Jonathan Newell looks at infrastructure progress to support growth in the use of hybrid and electric vehicles in rural areas.
With the recent Government announcement of its 2040 plan to ban sales of non-hybridised new vehicles with diesel of petrol fuel, the move towards alternatively fuelled vehicles will gain ground rapidly over the coming decade.
This accelerated path towards electrification will put pressure on local authorities to ensure there is sufficient capacity in their infrastructure to support increased demand both on the national grid and charging points at which car owners can “refuel” their vehicles.
Rural councils have very little time in which to assess the capacity requirements, secure funding, enter discussions with the private sector and implement the necessary changes.
Cumbria tourists take a hike
Cumbria County Council faces bigger challenges than most – not only does it have a dispersed rural population but it also has a large tourism economy that is expected to boom due to the recent accession of the Lake District to the list of World Heritage sites.

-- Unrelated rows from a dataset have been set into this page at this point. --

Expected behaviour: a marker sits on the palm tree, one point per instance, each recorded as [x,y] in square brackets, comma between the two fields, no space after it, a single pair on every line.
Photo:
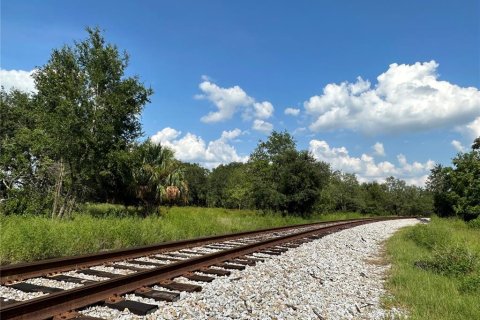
[158,176]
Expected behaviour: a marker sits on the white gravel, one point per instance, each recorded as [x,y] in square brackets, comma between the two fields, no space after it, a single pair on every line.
[329,278]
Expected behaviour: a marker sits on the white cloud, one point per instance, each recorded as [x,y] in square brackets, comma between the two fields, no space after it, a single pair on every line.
[17,79]
[263,110]
[365,166]
[192,148]
[262,126]
[230,101]
[406,98]
[474,128]
[232,134]
[292,112]
[458,146]
[227,100]
[166,134]
[378,149]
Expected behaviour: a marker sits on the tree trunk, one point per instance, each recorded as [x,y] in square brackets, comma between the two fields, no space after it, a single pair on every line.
[58,188]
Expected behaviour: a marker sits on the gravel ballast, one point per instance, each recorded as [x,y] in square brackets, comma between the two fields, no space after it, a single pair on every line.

Cumbria has never had such opportunities presented to it in terms of increased income from tourism and the ability to provide first class infrastructure to service the influx of visitors without bringing harm to the environment. I therefore asked the Council for information on its charging infrastructure and the plans it had for such an exciting future, to which it responded, “Charge points have been installed in 9 locations and there are no further plans to install anymore.”
Cumbria County Council declined to discuss the plans, options and opportunities and refused to provide any further comment.
Electrifying possibilities for Wales
Meanwhile, another rural tourism hotspot is rising to the challenge with the launch of a study into the potential for charging infrastructure in North Wales. The Rural Development Agency, Cadwyn Clwyd, and Wrexham County Borough Council will work with Low Carbon Vehicle organisation Cenex to explore the options for charge point locations and electricity network specifications across the county in an effort to promote the uptake of plug-in electric vehicles both for rural residents and incoming tourist traffic.
Commenting on the initiative, Donna Hughes of Cadwyn Clwyd said that it is becoming increasingly necessary to provide greener infrastructure within the county to meet the rising demand for electric vehicles. “This feasibility study is the first step in addressing the need for public use charging points, giving visitors and residents the confidence that they can travel to, and within the county,” she said.
With two important local authorities having polarised attitudes towards electrification, I asked Robert Evans, the Chairman of the UK EVSE (Electric Vehicle Supply Equipment) Association, to clarify the responsibilities of the various stakeholders in providing infrastructure.
“Part of the reason why we have had a rapid roll out of charging infrastructure in the UK has been the diverse range of organisations who have invested in hosting charge points,” he said. He went on to say that these include local authorities, as well as a range of private businesses including car park operators, supermarkets and hotel chains, as well as businesses investing in workplace charging.
“We have seen hotel chains, supermarkets and other retail outlets installing chargers as part of their national policy. We have also seen local businesses install chargers for local customers to use,” he explained.
Commenting on rural tourism charging requirements, he told me, “For a region like Cumbria, where tourism is very important to the local economy, as there are more EV motorists, so there will be a need for more chargers. Tourists have choices and will opt for what is convenient. Whilst EV numbers have been low there hasn’t been a pressing imperative to prioritise chargers. Moving forward, this will become more of an issue. Local authorities can play a facilitating role, investing themselves whilst encouraging businesses to invest.